Ingredient three was De Ooievaar Angostura bitters or, as I call them, The Best Bitters in the World*. But, don’t they look like a knock-off of real Angostura bitters? I mean can they even call them that? Yes they can, because these ones actually contain Angostura bark and Angostura bitters don’t. De Ooievaar (who mostly go by the name Van Wees – and don’t even ask me why they have two names) are a tiny and, to say the least, idiosyncratic family business who have been making quirky liqueurs (with names like “shirtlifter” and “parrot soup”) and more since at least 1782. Their bitters, delivered in a uniquely bartender-unfriendly stone bottle, are deep, spicy and incredibly well rounded with strong hits of cinnamon and a funky pepperiness that I like to imagine is the Angostura bark talking to me. They come in tiny 40ml bottles and are sometimes a bit tricky to find so I always grab a few bottles whenever I come across them. While I use them a lot I’ve shied from tagging them in many of the recipes on this site due to their scarcity. They are not a replacement for common or garden Angostura in Tiki drinks but in the likes of an Old Fashioned De Ooievaar (trans: the stork) Angostura bitters are revelatory. Just go easy on them: they pack quite a punch.

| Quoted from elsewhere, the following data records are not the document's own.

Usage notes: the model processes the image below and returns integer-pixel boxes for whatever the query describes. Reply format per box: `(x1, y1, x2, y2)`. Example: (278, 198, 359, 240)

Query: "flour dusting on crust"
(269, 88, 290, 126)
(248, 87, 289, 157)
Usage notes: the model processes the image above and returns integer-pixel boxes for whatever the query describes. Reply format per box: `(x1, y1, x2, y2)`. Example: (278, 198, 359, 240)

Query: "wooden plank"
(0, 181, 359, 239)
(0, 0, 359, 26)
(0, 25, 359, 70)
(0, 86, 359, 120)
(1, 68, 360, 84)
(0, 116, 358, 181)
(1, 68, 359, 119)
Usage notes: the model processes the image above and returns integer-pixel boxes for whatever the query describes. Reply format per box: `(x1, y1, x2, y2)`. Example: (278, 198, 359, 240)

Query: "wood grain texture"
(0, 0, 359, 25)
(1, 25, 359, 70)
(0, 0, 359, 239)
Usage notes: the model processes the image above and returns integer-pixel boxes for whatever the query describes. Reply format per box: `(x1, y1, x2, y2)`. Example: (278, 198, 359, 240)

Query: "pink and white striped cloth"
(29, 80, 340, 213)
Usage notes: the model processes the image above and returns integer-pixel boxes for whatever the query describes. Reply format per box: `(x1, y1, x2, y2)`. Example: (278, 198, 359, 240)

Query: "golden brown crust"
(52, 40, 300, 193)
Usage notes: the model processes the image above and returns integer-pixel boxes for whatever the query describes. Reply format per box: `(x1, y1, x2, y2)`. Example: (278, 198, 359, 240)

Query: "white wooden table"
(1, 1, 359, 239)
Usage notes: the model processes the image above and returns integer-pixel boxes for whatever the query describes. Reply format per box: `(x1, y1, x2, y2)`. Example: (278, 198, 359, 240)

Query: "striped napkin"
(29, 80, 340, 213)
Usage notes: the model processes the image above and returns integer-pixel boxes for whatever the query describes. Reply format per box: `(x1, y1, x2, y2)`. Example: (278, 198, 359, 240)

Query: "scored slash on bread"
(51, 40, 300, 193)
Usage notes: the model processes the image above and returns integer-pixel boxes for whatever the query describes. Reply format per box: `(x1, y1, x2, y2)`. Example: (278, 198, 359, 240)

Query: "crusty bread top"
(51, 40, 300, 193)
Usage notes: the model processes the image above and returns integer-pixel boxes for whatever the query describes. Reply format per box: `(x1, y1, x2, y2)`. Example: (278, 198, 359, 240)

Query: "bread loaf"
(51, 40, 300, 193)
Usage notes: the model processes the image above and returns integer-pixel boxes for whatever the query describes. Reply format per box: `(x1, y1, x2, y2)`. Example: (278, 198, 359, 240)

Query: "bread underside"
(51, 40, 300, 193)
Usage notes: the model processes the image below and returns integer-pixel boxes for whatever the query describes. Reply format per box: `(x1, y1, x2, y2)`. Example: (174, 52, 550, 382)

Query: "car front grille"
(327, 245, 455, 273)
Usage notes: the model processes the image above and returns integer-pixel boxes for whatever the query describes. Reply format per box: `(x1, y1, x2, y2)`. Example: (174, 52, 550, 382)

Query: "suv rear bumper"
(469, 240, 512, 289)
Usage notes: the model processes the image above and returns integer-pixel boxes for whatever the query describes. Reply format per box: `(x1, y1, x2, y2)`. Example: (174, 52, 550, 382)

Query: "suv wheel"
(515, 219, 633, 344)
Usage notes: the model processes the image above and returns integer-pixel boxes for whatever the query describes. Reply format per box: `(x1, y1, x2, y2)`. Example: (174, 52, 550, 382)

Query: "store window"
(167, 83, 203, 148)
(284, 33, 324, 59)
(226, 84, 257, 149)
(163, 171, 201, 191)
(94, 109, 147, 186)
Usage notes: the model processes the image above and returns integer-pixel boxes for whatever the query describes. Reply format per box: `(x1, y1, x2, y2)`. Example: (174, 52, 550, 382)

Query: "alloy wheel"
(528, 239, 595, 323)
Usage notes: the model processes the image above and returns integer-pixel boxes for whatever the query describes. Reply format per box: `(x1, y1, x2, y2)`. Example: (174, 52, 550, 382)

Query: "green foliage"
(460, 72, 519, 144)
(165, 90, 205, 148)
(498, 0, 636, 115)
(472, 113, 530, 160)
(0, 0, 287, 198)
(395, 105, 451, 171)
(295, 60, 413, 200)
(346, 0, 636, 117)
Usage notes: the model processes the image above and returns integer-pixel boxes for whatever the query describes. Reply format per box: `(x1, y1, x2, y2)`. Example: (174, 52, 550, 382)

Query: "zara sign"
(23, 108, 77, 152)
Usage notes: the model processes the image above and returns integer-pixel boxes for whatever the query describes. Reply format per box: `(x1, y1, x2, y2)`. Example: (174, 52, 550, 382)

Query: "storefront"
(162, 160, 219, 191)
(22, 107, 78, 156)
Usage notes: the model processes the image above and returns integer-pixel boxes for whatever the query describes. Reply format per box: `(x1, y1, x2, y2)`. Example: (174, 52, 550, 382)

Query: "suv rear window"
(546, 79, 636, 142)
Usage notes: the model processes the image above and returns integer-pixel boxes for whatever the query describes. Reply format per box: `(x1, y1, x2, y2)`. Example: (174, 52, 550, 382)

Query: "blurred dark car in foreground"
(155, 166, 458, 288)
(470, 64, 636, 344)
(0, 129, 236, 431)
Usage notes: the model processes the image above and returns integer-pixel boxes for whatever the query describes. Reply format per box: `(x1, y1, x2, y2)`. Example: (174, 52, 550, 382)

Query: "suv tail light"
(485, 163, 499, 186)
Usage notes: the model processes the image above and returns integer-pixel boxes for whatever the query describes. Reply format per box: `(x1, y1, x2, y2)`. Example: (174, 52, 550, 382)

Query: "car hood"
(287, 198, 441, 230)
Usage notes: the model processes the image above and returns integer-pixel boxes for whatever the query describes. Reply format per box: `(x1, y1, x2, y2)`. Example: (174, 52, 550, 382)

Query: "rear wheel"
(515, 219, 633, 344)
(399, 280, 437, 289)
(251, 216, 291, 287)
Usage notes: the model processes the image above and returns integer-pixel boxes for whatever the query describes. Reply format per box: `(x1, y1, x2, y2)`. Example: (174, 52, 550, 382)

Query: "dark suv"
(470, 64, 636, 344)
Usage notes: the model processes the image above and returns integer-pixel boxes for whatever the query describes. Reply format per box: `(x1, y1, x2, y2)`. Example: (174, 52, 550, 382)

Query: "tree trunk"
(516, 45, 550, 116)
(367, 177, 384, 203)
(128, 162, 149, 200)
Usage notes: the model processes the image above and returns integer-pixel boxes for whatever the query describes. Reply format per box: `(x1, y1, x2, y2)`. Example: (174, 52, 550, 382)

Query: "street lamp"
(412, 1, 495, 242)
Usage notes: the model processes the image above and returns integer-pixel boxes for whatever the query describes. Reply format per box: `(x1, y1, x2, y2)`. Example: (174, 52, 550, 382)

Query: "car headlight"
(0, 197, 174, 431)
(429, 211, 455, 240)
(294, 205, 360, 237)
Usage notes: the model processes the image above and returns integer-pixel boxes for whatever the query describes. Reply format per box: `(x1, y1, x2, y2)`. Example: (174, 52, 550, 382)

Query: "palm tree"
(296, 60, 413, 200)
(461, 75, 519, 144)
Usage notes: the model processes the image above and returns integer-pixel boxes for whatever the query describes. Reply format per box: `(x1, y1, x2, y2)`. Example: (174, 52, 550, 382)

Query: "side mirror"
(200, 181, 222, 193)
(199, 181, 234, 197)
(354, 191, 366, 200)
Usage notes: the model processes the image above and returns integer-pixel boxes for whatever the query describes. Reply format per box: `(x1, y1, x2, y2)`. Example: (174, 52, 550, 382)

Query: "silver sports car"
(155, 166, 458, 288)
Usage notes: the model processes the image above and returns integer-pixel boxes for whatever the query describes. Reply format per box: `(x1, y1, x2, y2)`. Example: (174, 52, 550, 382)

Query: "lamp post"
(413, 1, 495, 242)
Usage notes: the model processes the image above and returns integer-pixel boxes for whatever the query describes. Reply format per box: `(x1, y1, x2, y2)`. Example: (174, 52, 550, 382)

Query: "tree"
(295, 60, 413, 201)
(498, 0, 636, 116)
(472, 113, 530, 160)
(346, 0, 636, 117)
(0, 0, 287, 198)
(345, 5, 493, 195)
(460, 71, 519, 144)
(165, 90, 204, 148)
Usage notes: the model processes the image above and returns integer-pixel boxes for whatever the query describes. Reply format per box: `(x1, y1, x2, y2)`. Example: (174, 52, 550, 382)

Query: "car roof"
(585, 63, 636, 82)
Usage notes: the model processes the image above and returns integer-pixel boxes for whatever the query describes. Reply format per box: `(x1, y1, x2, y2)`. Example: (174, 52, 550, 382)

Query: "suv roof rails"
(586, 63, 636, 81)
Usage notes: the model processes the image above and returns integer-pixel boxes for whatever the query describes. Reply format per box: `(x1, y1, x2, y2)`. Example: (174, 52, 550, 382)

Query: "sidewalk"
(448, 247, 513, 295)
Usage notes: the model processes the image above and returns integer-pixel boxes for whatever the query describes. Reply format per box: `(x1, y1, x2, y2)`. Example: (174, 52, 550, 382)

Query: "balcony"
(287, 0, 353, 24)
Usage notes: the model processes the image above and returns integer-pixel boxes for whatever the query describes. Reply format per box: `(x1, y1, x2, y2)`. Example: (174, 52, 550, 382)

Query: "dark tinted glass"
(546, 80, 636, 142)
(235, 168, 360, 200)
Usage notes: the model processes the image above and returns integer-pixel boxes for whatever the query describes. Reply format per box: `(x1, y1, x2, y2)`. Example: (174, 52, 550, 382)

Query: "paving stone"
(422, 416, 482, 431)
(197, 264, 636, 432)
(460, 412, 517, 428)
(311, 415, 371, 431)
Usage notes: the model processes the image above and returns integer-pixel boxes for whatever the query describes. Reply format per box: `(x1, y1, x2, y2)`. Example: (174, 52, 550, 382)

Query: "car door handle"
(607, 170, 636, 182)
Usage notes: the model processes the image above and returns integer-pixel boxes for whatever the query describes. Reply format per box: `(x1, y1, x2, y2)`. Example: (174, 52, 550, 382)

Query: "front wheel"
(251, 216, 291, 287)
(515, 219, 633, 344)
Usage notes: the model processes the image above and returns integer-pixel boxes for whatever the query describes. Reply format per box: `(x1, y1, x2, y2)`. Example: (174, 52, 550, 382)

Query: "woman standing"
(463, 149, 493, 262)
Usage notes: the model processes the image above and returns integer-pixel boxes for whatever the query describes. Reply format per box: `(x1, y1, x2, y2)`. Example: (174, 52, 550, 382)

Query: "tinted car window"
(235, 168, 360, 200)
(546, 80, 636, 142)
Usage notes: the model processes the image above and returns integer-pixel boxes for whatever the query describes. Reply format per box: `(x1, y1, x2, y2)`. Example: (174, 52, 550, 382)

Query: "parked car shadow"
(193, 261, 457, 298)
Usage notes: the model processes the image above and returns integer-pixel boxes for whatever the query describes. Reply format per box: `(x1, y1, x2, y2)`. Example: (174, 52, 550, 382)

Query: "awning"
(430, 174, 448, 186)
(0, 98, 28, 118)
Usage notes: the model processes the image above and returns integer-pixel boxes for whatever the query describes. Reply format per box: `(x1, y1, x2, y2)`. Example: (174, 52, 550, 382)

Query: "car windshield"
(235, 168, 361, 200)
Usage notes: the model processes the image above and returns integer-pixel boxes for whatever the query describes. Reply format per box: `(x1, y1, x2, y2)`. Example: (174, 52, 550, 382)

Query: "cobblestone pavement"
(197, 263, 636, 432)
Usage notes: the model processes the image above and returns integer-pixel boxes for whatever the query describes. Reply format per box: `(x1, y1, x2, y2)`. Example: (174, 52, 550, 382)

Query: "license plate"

But back to the main story. Willem’s Wermoud is a premium and extremely well crafted Italian style vermouth that’s packed to the gills with botanicals and has a wonderful, almost glowing, coppery hue. Amazingly, not only are these three ingredients from the same city, they are all originate from the same postcode. Yep, that would be 1015 in the very corner of Amsterdam’s maze-like Jordaan district. I just missed out by once living just over the canal in dry old 1013. In any case, with three ingredients this special the recipe virtually wrote itself. Basically an age-old Gin and It with a dash of bitters and Veld in place of gin (Veld is in many senses more of a gin than a vodka anyway) it was simply a case of getting the balance just right. At the proportions below you get to taste the best of each of these great ingredients without them stepping on each others toes – just be careful not to make those dashes of bitters too generous. Earthy, peppery, spicy and just a touch floral, the 1015 is one of my very most favouritest cocktails.
2oz / 60ml Veld tulip vodka.
0.75oz / 22.5ml Willem’s Wermoud.
2 dashes De Ooievaar Angostura bitters.
Stir with ice and strain into a (small) chilled champagne coupé.
Garnish with a sprig of fresh air.
Toast the Van Wees family for their sublime bitters.
*This being my opinion and not an empirical statement.